Most people think this only applies to executives and owners. Not true. Good managers should have a succession plan for themselves. They should also work to be part of their leader’s succession plan. The mechanics of succession planning is based on the fact that you need time, often more than a year, to groom a successor. Let’s break the mechanics down.
The “season” challenge
The successor does not have to be like you; they only have to be capable of doing the job. Sometimes they should not be like you. Business or departmental growth often benefits from seasons of leadership style or capability change. What is difficult about this is for you to find, train, and support someone who is different then you. If you pull back and think about the big picture and consider the notion of seasons of leadership change it will help. Seasons of change;
- Drive improvements in new areas
- Broaden the mix of thinking
- See barriers to success in a new light
- Bring balance to departmental or corporate culture
Document the skills required
First you need to identify the role specific skills required. Then you need to identify the life skills required. (check out: http://bit.ly/1pvx7N2 for a blog on this) This will help clarify your succession plans. Further this document will help you bench mark potential candidates and define training needs.
Identify the candidate
Now it’s time to review your team and identify a candidate or two. It is always amazing to me how my perspective changes about team members when I begin to look at them as potential candidates. Once again, as I think about seasons of leadership, sometimes difficult or different staff become interesting prospects. At this stage you now need to work on developing the successor. This means loosening your firm grip on the reins of authority. Delegation will allow you to see how they manage authority and leadership. Overtime, you should have a trusted lieutenant by your side. If not, the process of succession planning is broken.
Are you the problem?
The lack of succession planning always lies with the person in charge. Most problems are;
- You won’t delegate, or don’t know how to delegate
- You don’t trust your team
- You think sharing success diminishes your value to your leaders
- You have not hired good staff who can grow into your role
If this is you, then you need to sort out these issues. Start now so you can change your behaviour and enable yourself to build a successor.

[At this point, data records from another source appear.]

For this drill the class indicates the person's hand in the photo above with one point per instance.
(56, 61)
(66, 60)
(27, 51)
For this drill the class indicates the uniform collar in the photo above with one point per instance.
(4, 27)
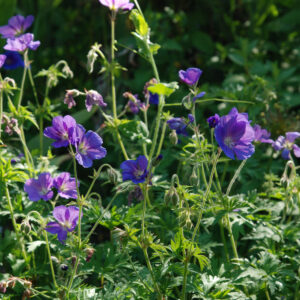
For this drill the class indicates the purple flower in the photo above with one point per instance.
(22, 43)
(262, 135)
(235, 135)
(65, 185)
(93, 98)
(13, 60)
(88, 146)
(117, 4)
(39, 188)
(153, 98)
(200, 95)
(191, 118)
(2, 60)
(69, 100)
(190, 76)
(213, 121)
(16, 26)
(60, 130)
(287, 144)
(135, 170)
(67, 219)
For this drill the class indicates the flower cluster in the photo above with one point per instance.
(41, 188)
(287, 144)
(16, 39)
(65, 131)
(67, 219)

What about your promotion?
You should strive to make yourself easily replaceable in your current role. Why? So you can be readily promoted. If you do not have a successor you are;
- Likely hard to replace and therefore not easily promotable
- May be viewed as “not a team player”
- May be viewed as “not a good at delegating”
- May be viewed as a “glory” hog
You should think deeply about what executive skills look like. Then figure out how to model them. Good executives are awesome delegators and strong team players. Good executives share success. Good executives require their managers to have succession plans. This ensures that the bench of managers have backups.
What do you think about succession planning? Should you start this work now? Do you have good replacements for you in your team?